The U.K.’s Migratory Bird Population Is Crashing, and Scientists Don’t Know Why
In northern Europe, birds head south for the winter—that’s a given. But a new study shows falling numbers of bird species that spend the winter months in Africa.
Why? That remains a mystery.
Birds migrating to Africa’s humid zone—stretching from southern Senegal to Nigeria—are in the poorest shape, with eight out of the 11 species that visit the region in decline.
Among the species hit the worst are the turtle dove, which has declined by 88 percent since 1995, and the sweet-singing nightingale, whose numbers have dipped 43 percent over the same period of time.
While the study helped identify which birds are struggling the most, researchers have few answers as to the cause of the declines. The study, called the State of the U.K.’s Birds, is an annual review by the Royal Society for the Protection of Birds and seven other environmental groups.
“To understand the changing status of the U.K.’s migratory birds, researchers need to understand more about what’s driving these declines,” the report states.
What they do know is that birds face pressure while wintering in the U.K., during their migratory journey, and over summers spent in sub-Saharan Africa.
In England, birds are experiencing loss of habitat due to increased land development.
“For some species, there is growing evidence of pressure on breeding success here in England,” Alan Law, director of biodiversity at Natural England, said in a statement.
Legal and illegal hunting and trapping could be taking its toll, as birds such as the turtle dove are targeted along their 1,000-plus-mile journey.

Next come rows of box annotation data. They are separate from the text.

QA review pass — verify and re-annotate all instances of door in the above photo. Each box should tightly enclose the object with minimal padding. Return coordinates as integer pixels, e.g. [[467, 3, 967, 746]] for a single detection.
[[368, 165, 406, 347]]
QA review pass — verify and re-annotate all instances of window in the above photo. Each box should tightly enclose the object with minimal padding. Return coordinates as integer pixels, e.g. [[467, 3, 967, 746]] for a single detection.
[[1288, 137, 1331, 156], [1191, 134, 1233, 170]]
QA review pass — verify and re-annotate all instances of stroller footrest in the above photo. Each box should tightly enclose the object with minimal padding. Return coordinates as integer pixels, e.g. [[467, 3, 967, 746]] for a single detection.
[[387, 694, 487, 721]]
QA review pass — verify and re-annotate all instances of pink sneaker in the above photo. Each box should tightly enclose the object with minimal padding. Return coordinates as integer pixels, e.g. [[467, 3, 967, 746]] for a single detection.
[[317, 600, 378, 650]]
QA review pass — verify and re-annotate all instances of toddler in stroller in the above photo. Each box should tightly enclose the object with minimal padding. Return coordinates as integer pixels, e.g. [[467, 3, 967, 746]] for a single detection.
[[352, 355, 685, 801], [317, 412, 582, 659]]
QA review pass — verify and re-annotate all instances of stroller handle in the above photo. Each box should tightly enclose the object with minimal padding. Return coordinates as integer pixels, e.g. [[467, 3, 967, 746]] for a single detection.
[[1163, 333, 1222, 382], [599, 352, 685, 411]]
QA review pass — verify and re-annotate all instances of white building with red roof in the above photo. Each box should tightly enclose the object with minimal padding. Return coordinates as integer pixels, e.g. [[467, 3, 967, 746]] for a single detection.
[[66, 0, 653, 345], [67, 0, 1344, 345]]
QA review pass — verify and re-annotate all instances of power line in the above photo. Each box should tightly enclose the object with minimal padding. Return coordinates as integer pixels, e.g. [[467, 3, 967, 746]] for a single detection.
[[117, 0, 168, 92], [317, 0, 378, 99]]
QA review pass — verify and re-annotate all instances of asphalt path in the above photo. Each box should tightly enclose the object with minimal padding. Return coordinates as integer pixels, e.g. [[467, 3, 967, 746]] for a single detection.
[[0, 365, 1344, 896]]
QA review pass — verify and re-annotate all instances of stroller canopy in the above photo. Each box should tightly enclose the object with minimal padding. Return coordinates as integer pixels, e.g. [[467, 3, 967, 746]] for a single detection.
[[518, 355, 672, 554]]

An estimated two million to four million turtle doves are shot in southern European countries each year.
And in Africa, there’s more trouble. Deforestation to clear land for farms, loss of wetlands due to river damming, and diversion of water for agricultural irrigation has altered the landscape.
The news comes in the wake of an ominous report for the birds of North America, where climate change looks like it could halve the continent’s bird species by the end of the century.
In its seven-year study, the National Audubon Society found that 314 out of the 588 species studied could be affected by a warming world.
And while some birds would actually fare better, the majority would struggle to adapt.